Not all is doom and gloom when it comes to the center of the world today, however, because despite the failures of the Green Movement, the Arab Spring and the Syrian civil war, "what has not changed is West Asia's geopolitical centrality," as Chas Freeman has written. "It is where Africa, Asia, and Europe and the routes that connect them meet. The region's cultures cast a deep shadow across northern Africa, Central, South and Southeast Asia, and the Mediterranean. It is the epicenter of Judaism, Christianity and Islam, the three 'Abrahamic religions' that together shape the faiths and moral standards of over three-fifths of humankind. This gives the region global reach."

This is the time for the original voices of people from the region to be heard—for Arabs, Iranians, Kurds, Middle Eastern Jews, Armenians, Turks, Afghans, Pakistanis, the Amazigh and Kabyl peoples, Druze, Assyrians, Copts, Yezidis et alia to speak up, and speak out.

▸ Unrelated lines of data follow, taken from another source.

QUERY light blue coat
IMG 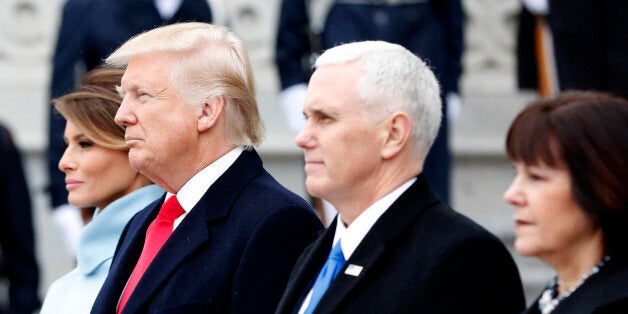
[40,184,164,314]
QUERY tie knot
[329,241,345,264]
[158,195,185,221]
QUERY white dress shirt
[164,147,244,230]
[299,177,416,314]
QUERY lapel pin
[345,264,364,277]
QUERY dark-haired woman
[504,92,628,314]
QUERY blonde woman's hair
[53,68,128,151]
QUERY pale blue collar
[76,184,164,275]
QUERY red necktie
[117,195,184,314]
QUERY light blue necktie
[304,241,345,314]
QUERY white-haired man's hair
[314,41,442,159]
[105,22,264,146]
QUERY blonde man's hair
[106,22,265,146]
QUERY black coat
[276,175,525,314]
[92,151,322,314]
[0,125,40,314]
[525,259,628,314]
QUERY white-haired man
[92,23,321,313]
[277,41,525,313]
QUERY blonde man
[92,23,321,313]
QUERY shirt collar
[332,177,416,260]
[164,146,244,213]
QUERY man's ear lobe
[382,111,412,159]
[197,97,227,132]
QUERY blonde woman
[41,68,164,314]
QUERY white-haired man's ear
[381,111,412,159]
[279,83,307,133]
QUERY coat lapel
[277,220,336,313]
[124,150,263,313]
[316,175,438,313]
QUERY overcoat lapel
[277,219,337,313]
[124,151,263,313]
[316,176,438,313]
[95,193,166,312]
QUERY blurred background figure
[41,68,164,314]
[504,92,628,314]
[0,124,40,314]
[47,0,227,254]
[275,0,464,218]
[517,0,628,97]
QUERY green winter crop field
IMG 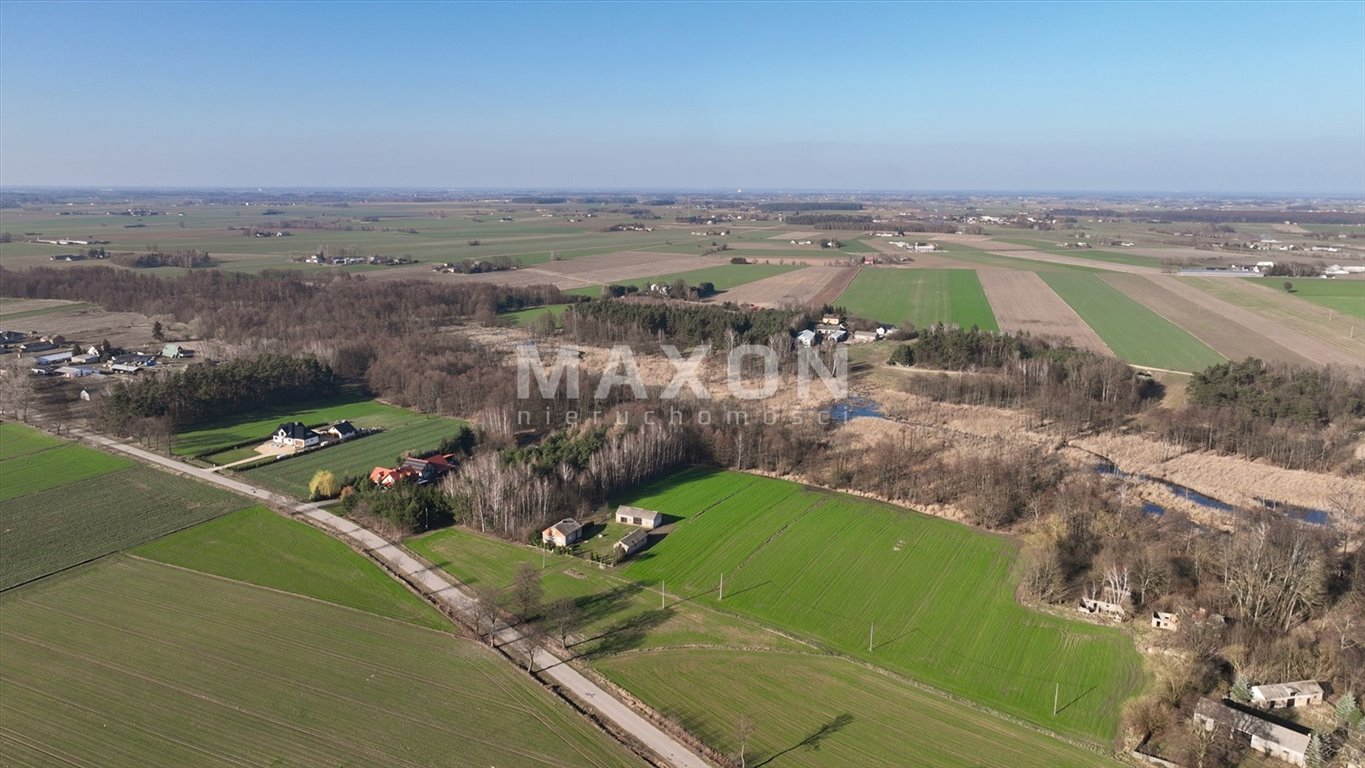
[171,394,422,456]
[1039,271,1224,371]
[0,556,640,768]
[1261,277,1365,318]
[0,424,247,589]
[244,416,475,498]
[617,471,1143,742]
[132,507,450,629]
[834,267,999,330]
[598,648,1119,768]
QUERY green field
[565,265,800,297]
[0,555,640,768]
[0,443,134,502]
[244,416,464,498]
[1039,273,1224,372]
[405,528,803,658]
[1266,277,1365,318]
[834,267,999,330]
[617,471,1143,742]
[0,424,248,589]
[0,422,70,461]
[132,507,450,630]
[598,649,1119,768]
[171,394,422,456]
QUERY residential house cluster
[370,453,456,488]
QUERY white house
[270,422,322,449]
[616,505,663,531]
[1252,679,1323,709]
[1194,698,1312,765]
[541,517,583,547]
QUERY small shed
[612,528,650,559]
[616,505,663,531]
[1152,611,1181,632]
[1252,679,1323,709]
[541,517,583,547]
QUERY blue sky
[0,0,1365,195]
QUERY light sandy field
[1179,276,1365,366]
[1103,274,1313,366]
[988,249,1159,274]
[976,269,1112,355]
[721,266,857,307]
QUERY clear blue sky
[0,0,1365,195]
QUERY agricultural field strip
[3,561,633,765]
[976,269,1112,355]
[1167,277,1365,366]
[51,434,710,768]
[1040,273,1224,372]
[608,475,1137,738]
[1102,273,1312,366]
[835,267,999,330]
[598,649,1118,768]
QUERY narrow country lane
[71,430,710,768]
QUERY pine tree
[1304,734,1323,768]
[1334,690,1361,726]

The natural condition of all writers, I would argue, is to be both within and from the world of which we write, and yet hovering at its edge, almost as if we don't quite belong.

- Jordan Elgrably

The collection of 25 short stories published in Stories From the Center of the World were selected from The Markaz Review, an online journal of culture and the arts that seeks to transcend boundaries and highlight connections throughout the global Arab/Muslim world, elevating a cultural voice that is often misrepresented and misunderstood. This selection of new fiction features authors with roots in Egypt, Greece, Iran, Jordan, Kuwait, Lebanon, Libya, Palestine, Morocco, Pakistan and Sudan. The stories are divided into three sections, loosely themed around immigration, love and family, and death and immortality. Many of the writers live outside the countries where they were born and often write about. As a result, I think of them as exquisite insider-outsiders—the natural condition of all writers, I would argue, is to be both within and from the world of which we write, and yet hovering at its edge, almost as if we don't quite belong.

Taken together, their stories represent an orchestra, playing a complex collective composition that radiates out from the center of the world. Clearly, we all have a lot of work to do to agree on our common dignity and humanity, and with a deeper understanding of our center, we can better move forward as one.

Editor's note: This essay is adapted from Stories from the Center of the World: New Middle East Fiction, edited by Jordan Elgrably, which was recently published by City Lights Books.